Another popular tweet added, “Bed Bath and Beyond’s exit is a lesson for other companies thinking of expanding in high-cost states.”

These discussions underline the tension between corporate strategy and community expectations, highlighting the need for transparent communication and long-term planning.

What This Means for the Future of Retail in California

The Bed Bath and Beyond’s situation illustrates broader challenges for brick-and-mortar retail in high-cost states. Retailers are balancing between profitability, regulatory compliance, and consumer demand.

Experts suggest that businesses considering California should leverage incentives, evaluate regional market potential, and plan for labor and tax costs carefully. For consumers, this could mean changes in retail availability and a shift towards online purchasing.

Conclusion

Bed Bath and Beyond’s exit strategy has sparked widespread debate over corporate responsibility, state regulations, and economic impact. While the decision may be strategic for the company’s growth and stability, it highlights critical challenges faced by retailers in California.

Gov. Newsom’s critique emphasizes the importance of collaboration between businesses and state officials, while public reactions show concern for jobs and consumer options.

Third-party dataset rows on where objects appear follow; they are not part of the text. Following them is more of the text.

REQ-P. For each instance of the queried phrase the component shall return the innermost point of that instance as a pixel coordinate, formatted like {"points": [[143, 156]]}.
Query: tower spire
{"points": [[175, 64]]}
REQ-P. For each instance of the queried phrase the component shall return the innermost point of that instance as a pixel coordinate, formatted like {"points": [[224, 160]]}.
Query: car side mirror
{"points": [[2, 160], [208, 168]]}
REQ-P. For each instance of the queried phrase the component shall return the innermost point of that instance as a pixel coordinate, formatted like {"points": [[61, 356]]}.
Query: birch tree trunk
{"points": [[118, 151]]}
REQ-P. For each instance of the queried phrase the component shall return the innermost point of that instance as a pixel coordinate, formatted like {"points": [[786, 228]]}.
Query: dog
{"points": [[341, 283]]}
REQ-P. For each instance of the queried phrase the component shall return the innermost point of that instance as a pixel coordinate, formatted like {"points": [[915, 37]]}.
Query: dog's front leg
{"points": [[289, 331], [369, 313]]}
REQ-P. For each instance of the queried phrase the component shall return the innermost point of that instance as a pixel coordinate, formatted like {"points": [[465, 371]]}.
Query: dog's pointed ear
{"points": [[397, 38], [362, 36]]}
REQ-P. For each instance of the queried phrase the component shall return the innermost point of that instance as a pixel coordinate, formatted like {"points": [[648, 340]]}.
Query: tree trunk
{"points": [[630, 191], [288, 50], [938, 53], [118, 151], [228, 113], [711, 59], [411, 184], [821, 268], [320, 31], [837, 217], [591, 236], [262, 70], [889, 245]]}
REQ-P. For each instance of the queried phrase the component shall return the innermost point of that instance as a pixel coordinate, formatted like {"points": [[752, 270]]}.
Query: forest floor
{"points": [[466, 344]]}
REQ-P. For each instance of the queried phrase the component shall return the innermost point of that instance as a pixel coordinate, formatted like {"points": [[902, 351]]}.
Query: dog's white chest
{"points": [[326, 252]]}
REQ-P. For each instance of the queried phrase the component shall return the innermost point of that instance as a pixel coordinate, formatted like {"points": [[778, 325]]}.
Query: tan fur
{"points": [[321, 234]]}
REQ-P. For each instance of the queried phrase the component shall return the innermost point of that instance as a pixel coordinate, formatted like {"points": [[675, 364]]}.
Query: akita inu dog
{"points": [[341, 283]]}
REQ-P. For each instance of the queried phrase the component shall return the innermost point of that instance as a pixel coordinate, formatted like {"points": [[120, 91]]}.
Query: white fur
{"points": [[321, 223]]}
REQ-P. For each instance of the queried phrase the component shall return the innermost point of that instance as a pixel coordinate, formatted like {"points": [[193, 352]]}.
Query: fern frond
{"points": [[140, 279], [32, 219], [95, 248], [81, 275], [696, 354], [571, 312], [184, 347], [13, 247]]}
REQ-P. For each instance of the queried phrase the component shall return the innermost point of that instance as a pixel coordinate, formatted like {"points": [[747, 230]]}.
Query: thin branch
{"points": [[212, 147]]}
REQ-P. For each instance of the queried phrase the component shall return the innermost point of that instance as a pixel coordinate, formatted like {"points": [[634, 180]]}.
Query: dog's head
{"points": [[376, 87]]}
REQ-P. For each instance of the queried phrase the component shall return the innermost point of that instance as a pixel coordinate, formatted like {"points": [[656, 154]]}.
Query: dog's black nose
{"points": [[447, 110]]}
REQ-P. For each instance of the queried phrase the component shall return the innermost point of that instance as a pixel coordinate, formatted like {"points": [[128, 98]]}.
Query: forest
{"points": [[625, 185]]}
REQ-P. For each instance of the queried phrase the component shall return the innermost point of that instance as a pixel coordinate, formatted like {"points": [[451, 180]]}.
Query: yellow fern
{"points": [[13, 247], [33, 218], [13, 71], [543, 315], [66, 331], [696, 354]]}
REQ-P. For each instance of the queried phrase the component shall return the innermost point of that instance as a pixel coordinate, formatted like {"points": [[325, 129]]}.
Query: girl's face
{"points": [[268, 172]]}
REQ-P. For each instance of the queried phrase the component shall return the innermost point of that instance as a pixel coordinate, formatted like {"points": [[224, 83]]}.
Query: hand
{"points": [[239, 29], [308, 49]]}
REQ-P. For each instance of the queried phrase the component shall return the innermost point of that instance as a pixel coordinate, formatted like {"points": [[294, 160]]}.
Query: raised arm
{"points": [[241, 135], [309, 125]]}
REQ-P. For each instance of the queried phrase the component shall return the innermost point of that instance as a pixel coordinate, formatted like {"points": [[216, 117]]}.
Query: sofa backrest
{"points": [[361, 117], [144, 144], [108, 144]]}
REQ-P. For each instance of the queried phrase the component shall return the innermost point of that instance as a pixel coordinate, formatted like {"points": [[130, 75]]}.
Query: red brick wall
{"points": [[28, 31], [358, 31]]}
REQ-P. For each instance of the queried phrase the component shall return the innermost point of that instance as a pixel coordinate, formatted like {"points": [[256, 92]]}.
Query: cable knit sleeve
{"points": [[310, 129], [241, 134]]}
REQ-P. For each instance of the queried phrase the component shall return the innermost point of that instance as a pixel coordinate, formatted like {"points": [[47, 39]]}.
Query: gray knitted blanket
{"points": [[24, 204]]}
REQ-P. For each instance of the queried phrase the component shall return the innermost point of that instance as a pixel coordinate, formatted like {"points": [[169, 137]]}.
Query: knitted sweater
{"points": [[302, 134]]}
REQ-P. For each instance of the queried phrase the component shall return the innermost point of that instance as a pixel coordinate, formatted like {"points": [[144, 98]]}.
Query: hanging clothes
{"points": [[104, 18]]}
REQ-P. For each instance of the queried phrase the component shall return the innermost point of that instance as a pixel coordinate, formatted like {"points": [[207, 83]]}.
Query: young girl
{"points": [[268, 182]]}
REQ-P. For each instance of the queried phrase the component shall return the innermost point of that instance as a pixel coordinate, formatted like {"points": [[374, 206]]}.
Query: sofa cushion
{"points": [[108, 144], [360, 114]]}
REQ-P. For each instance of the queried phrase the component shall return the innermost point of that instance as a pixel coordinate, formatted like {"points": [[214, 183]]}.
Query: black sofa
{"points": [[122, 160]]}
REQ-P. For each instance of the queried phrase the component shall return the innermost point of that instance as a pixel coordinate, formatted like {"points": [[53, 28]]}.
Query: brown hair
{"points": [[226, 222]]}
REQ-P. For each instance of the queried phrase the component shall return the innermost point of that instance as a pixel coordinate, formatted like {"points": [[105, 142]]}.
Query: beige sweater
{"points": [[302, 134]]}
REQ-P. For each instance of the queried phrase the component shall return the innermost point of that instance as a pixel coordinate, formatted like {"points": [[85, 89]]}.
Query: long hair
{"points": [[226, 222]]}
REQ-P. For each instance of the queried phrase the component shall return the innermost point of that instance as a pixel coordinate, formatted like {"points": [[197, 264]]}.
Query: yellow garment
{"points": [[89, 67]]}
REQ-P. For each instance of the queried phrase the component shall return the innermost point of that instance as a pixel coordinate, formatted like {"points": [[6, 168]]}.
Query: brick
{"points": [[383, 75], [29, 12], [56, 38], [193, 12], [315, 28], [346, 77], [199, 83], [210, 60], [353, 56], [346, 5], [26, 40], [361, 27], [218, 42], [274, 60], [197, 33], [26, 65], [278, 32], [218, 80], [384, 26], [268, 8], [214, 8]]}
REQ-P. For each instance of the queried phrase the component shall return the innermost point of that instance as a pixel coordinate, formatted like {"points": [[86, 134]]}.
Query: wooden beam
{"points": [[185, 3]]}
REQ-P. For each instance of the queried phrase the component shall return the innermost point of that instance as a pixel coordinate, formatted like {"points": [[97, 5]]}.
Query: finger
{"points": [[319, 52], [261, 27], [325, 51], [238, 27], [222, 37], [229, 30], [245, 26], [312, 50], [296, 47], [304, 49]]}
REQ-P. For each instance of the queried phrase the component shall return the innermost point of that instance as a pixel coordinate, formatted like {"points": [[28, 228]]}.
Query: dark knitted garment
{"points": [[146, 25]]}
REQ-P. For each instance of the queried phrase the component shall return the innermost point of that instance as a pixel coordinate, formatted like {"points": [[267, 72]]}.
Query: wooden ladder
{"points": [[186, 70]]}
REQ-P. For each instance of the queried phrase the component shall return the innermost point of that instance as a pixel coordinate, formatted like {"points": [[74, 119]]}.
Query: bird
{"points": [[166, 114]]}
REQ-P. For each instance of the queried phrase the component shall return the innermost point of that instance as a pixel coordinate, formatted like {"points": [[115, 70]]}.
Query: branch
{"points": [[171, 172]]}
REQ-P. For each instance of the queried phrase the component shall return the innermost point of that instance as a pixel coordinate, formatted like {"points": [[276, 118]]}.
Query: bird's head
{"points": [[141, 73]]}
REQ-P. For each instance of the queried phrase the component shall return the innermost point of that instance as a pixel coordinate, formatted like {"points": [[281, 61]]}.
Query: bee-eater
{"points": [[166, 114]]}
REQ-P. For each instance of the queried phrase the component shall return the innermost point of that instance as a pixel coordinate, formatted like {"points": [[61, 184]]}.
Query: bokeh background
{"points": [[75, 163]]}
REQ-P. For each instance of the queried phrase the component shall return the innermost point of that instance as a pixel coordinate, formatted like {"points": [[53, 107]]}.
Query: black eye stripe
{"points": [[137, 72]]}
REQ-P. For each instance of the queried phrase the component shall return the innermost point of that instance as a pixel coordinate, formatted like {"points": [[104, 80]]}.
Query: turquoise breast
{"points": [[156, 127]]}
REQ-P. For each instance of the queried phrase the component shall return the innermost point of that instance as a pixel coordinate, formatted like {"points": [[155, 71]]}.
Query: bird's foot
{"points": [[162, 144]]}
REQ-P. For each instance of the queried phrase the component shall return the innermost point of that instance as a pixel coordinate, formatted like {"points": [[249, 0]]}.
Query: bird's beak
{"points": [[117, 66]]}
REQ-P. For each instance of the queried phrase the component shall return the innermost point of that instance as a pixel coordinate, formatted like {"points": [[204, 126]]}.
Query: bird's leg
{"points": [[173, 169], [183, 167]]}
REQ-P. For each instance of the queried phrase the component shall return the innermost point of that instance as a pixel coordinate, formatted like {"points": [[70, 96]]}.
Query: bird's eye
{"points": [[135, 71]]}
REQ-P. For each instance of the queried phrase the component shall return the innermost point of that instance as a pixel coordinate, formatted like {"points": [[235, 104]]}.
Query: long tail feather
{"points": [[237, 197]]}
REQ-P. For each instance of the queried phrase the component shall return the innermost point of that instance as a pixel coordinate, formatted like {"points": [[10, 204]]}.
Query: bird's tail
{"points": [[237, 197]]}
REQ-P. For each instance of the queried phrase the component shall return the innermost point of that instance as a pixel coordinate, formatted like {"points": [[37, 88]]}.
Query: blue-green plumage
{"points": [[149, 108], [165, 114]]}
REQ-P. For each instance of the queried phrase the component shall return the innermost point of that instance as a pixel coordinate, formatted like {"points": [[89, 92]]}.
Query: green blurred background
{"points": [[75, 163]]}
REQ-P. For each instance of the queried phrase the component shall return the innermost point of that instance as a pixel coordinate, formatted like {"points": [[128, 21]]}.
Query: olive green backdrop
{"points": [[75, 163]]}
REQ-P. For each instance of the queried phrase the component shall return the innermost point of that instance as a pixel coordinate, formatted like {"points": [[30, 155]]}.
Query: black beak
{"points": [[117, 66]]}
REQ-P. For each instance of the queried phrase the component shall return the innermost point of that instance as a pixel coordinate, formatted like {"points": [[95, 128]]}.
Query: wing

Ultimately, this case may serve as a benchmark for how other retailers approach high-cost, heavily regulated states in the future.

As Bed Bath and Beyond’s reshaping strategy unfolds, investors, employees, and consumers will be closely watching for updates on store closures, online operations, and potential re-entry into the California market.

FAQ’S

Is Bed Bath and Beyond closing in California?

Yes, Bed Bath and Beyond will not open new stores in California due to high costs, regulations, and operational challenges.

What is happening with Bed Bath and Beyond?

The company is restructuring, closing some stores, and shifting focus to online sales to manage financial and operational challenges.

Who is the CEO of Bed Bath and Beyond?

As of 2025, the CEO is Gina Bianchini, with Marcus Lemonis serving as Executive Chairman overseeing strategic decisions.

Why did Overstock buy Bed Bath and Beyond?

Overstock acquired parts of Bed Bath and Beyond to expand its e-commerce presence and leverage the brand’s customer base online.

Is Bed Bath and Beyond still open in the USA?

Yes, some stores remain open, but many locations have closed as the company focuses on online operations.

Is Bed Bath and Beyond closing all stores in the USA?

No, not all stores are closing, but a significant number have been shut or restructured to prioritize digital sales.